Development and Testing of a Machine Learning Model Using 18 F-Fluorodeoxyglucose PET/CT-Derived Metabolic Parameters to Classify Human Papillomavirus Status in Oropharyngeal Squamous Carcinoma
- Author:
Changsoo WOO
1
;
Kwan Hyeong JO
;
Beomseok SOHN
;
Kisung PARK
;
Hojin CHO
;
Won Jun KANG
;
Jinna KIM
;
Seung-Koo LEE
Author Information
- Publication Type:Original Article
- From:Korean Journal of Radiology 2023;24(1):51-61
- CountryRepublic of Korea
- Language:English
-
Abstract:
Objective:To develop and test a machine learning model for classifying human papillomavirus (HPV) status of patients with oropharyngeal squamous cell carcinoma (OPSCC) using 18 F-fluorodeoxyglucose ( 18 F-FDG) PET-derived parameters in derived parameters and an appropriate combination of machine learning methods in patients with OPSCC.
Materials and Methods:This retrospective study enrolled 126 patients (118 male; mean age, 60 years) with newly diagnosed, pathologically confirmed OPSCC, that underwent 18 F-FDG PET-computed tomography (CT) between January 2012 and February 2020. Patients were randomly assigned to training and internal validation sets in a 7:3 ratio. An external test set of 19 patients (16 male; mean age, 65.3 years) was recruited sequentially from two other tertiary hospitals. Model 1 used only PET parameters, Model 2 used only clinical features, and Model 3 used both PET and clinical parameters. Multiple feature transforms, feature selection, oversampling, and training models are all investigated.

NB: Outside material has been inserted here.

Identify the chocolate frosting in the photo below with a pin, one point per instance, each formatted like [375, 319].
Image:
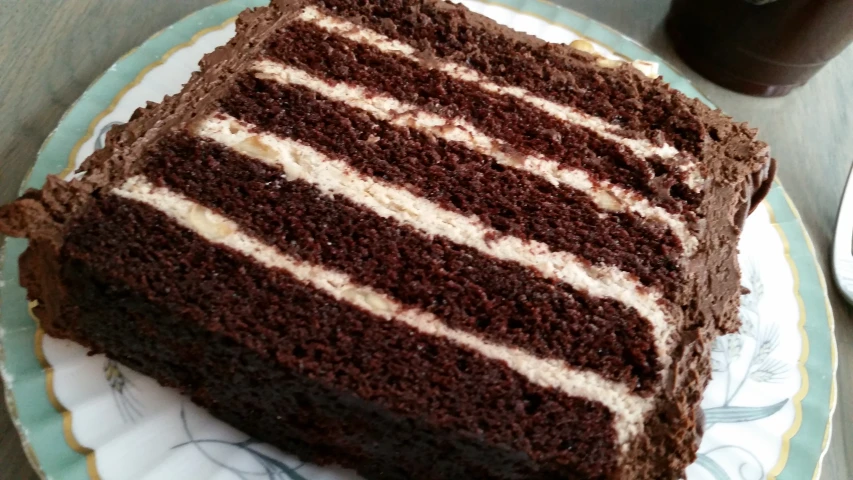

The external test set was used to test the three models that performed best in the internal validation set. The values for area under the receiver operating characteristic curve (AUC) were compared between models.
Results:In the external test set, ExtraTrees-based Model 3, which uses two PET-derived parameters and three clinical features, with a combination of MinMaxScaler, mutual information selection, and adaptive synthetic sampling approach, showed the best performance (AUC = 0.78; 95% confidence interval, 0.46–1). Model 3 outperformed Model 1 using PET parameters alone (AUC = 0.48, p = 0.047) and Model 2 using clinical parameters alone (AUC = 0.52, p = 0.142) in predicting HPV status.
Conclusion:Using oversampling and mutual information selection, an ExtraTree-based HPV status classifier was developed by combining metabolic parameters derived from 18 F-FDG PET/CT and clinical parameters in OPSCC, which exhibited higher performance than the models using either PET or clinical parameters alone.